Development, growth, and maintenance of hematopoietic cells in the fetal liver or lymphocytes in the thymus are regulated various kinds of cellular interaction molecules. To investigate these molecules, we developed novel co-culture methods, i.e, co-culturing fetal liver adherent cells and non-adherent cells. Applying this method, we established a novel mAb detecting CD13 molecule on the fetal liver adherent cells. CD13 is also acting on the development of fetal thymocytes.
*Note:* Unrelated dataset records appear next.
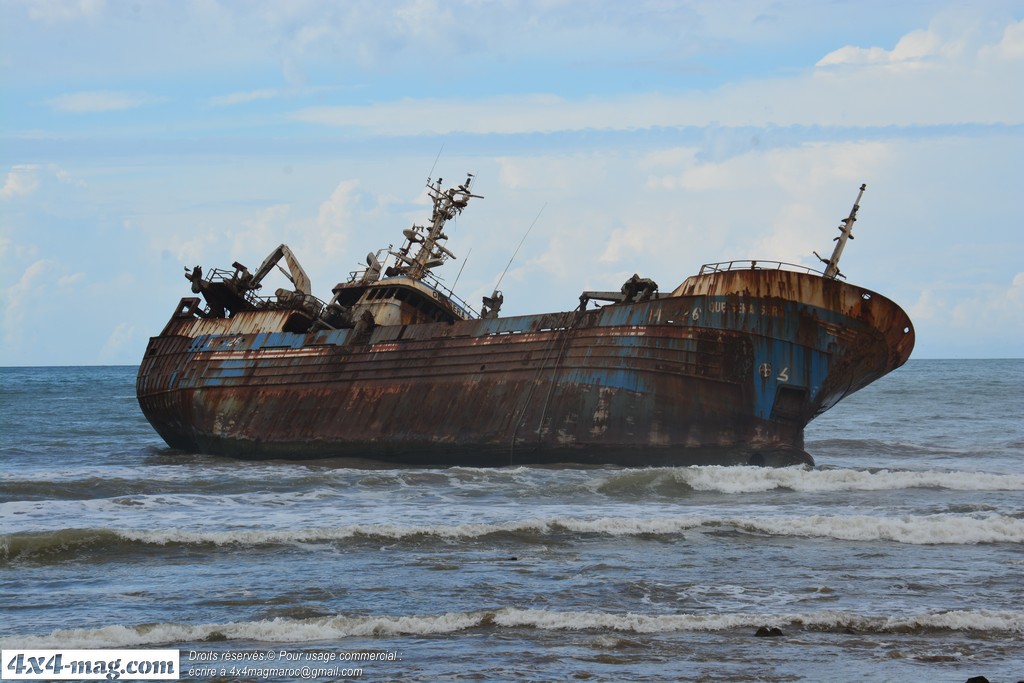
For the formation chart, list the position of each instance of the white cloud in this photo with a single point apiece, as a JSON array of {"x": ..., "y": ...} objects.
[
  {"x": 101, "y": 100},
  {"x": 20, "y": 300},
  {"x": 22, "y": 179},
  {"x": 64, "y": 10},
  {"x": 118, "y": 343}
]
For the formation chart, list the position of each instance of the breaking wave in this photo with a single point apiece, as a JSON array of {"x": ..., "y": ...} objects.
[
  {"x": 755, "y": 479},
  {"x": 67, "y": 545},
  {"x": 283, "y": 630}
]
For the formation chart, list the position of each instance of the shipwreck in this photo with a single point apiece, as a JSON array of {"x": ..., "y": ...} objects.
[{"x": 728, "y": 368}]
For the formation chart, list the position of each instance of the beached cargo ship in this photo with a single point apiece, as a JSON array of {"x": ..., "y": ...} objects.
[{"x": 728, "y": 368}]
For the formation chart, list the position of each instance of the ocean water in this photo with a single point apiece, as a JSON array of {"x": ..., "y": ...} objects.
[{"x": 899, "y": 557}]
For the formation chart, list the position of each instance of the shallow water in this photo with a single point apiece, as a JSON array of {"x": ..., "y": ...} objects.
[{"x": 898, "y": 557}]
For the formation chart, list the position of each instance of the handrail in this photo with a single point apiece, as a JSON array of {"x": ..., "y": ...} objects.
[{"x": 756, "y": 264}]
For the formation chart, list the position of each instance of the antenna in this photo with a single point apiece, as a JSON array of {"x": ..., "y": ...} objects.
[
  {"x": 436, "y": 159},
  {"x": 846, "y": 232},
  {"x": 520, "y": 246},
  {"x": 461, "y": 268}
]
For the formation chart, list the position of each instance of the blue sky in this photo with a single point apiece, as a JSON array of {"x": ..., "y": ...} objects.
[{"x": 650, "y": 136}]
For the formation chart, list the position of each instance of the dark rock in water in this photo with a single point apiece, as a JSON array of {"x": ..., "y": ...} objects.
[{"x": 769, "y": 632}]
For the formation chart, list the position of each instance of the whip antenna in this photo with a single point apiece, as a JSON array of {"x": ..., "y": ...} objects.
[
  {"x": 493, "y": 303},
  {"x": 520, "y": 246}
]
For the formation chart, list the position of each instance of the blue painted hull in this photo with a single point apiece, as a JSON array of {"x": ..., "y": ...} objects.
[{"x": 727, "y": 370}]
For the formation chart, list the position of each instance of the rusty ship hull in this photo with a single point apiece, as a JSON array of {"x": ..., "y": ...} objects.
[{"x": 727, "y": 370}]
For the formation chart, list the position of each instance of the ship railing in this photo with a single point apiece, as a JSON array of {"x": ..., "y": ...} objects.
[
  {"x": 461, "y": 306},
  {"x": 310, "y": 303},
  {"x": 756, "y": 264}
]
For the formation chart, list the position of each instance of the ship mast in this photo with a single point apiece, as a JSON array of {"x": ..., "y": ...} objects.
[
  {"x": 846, "y": 232},
  {"x": 431, "y": 253}
]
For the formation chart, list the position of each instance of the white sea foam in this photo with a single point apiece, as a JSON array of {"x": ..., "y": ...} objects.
[
  {"x": 331, "y": 628},
  {"x": 916, "y": 529}
]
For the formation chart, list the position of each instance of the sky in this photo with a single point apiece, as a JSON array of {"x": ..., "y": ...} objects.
[{"x": 608, "y": 138}]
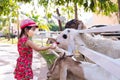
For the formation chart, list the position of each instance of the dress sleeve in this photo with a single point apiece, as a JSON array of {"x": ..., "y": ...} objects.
[{"x": 24, "y": 40}]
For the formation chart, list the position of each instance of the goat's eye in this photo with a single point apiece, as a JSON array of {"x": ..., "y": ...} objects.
[{"x": 64, "y": 36}]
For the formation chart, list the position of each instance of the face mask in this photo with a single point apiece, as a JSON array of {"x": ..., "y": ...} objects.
[{"x": 30, "y": 33}]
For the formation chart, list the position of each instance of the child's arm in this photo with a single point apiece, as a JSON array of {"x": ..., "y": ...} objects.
[{"x": 35, "y": 47}]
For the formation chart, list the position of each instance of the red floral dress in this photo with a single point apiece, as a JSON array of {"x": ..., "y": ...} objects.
[{"x": 23, "y": 70}]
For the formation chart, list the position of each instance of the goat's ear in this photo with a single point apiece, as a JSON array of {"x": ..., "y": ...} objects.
[{"x": 63, "y": 56}]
On the other hand, we identified that saposin, a molecule regulating sphingomyelin metabolism, is acting as a growth factor of immature thymocytes.
(1) A novel mAb, Ndk-10, inhibited the c-kit+ cell proliferation in the fetal liver. Amino acid sequence study revealed that the Ndk-10 reacts with CD 13.
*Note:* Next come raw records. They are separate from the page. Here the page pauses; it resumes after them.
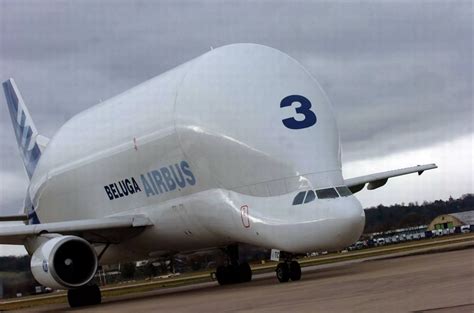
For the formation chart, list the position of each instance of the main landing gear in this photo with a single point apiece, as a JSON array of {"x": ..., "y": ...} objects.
[
  {"x": 86, "y": 295},
  {"x": 288, "y": 269},
  {"x": 234, "y": 272}
]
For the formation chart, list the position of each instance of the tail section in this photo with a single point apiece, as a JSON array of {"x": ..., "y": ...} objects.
[{"x": 25, "y": 131}]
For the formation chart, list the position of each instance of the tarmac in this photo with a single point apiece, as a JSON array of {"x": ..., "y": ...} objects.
[{"x": 437, "y": 282}]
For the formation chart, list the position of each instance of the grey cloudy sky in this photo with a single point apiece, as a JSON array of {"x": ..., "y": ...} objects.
[{"x": 399, "y": 73}]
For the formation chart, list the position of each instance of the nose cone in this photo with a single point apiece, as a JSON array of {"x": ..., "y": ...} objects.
[{"x": 331, "y": 226}]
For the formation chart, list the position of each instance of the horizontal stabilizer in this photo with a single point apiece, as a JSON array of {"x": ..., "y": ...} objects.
[
  {"x": 13, "y": 218},
  {"x": 108, "y": 229},
  {"x": 377, "y": 180},
  {"x": 24, "y": 128}
]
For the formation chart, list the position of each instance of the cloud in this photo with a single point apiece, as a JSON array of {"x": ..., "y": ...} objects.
[{"x": 398, "y": 73}]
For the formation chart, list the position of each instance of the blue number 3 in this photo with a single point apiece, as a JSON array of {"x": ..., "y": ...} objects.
[{"x": 304, "y": 108}]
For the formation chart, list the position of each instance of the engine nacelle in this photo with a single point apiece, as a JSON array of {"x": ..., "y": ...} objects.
[{"x": 64, "y": 262}]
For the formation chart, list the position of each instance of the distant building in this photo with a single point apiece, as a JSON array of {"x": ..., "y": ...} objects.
[{"x": 452, "y": 220}]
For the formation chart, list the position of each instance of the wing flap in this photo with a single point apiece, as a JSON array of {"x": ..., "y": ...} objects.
[
  {"x": 109, "y": 229},
  {"x": 378, "y": 180}
]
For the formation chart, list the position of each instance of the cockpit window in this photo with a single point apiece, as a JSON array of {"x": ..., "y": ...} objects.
[
  {"x": 327, "y": 193},
  {"x": 310, "y": 196},
  {"x": 299, "y": 198},
  {"x": 344, "y": 191}
]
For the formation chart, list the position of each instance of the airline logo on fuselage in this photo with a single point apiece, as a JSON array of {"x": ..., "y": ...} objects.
[{"x": 154, "y": 183}]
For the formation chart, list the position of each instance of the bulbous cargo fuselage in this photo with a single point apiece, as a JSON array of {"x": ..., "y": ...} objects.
[{"x": 241, "y": 120}]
(2) CD13 is also expressed in the early thymus and thymic medullary epithelial cells of adult mice. CD13 expression was enhanced by the addition of IL-4.
(3) Ndk-10 (anti-CD13) also inhibited c-kit+ cell proliferation in the fetal liver organ culture system.
(4) We purified immature thymocyte growth factor from Con-A stimulated splenocyte culture, and its partial amino acid sequence was found to be identical to that of saposin.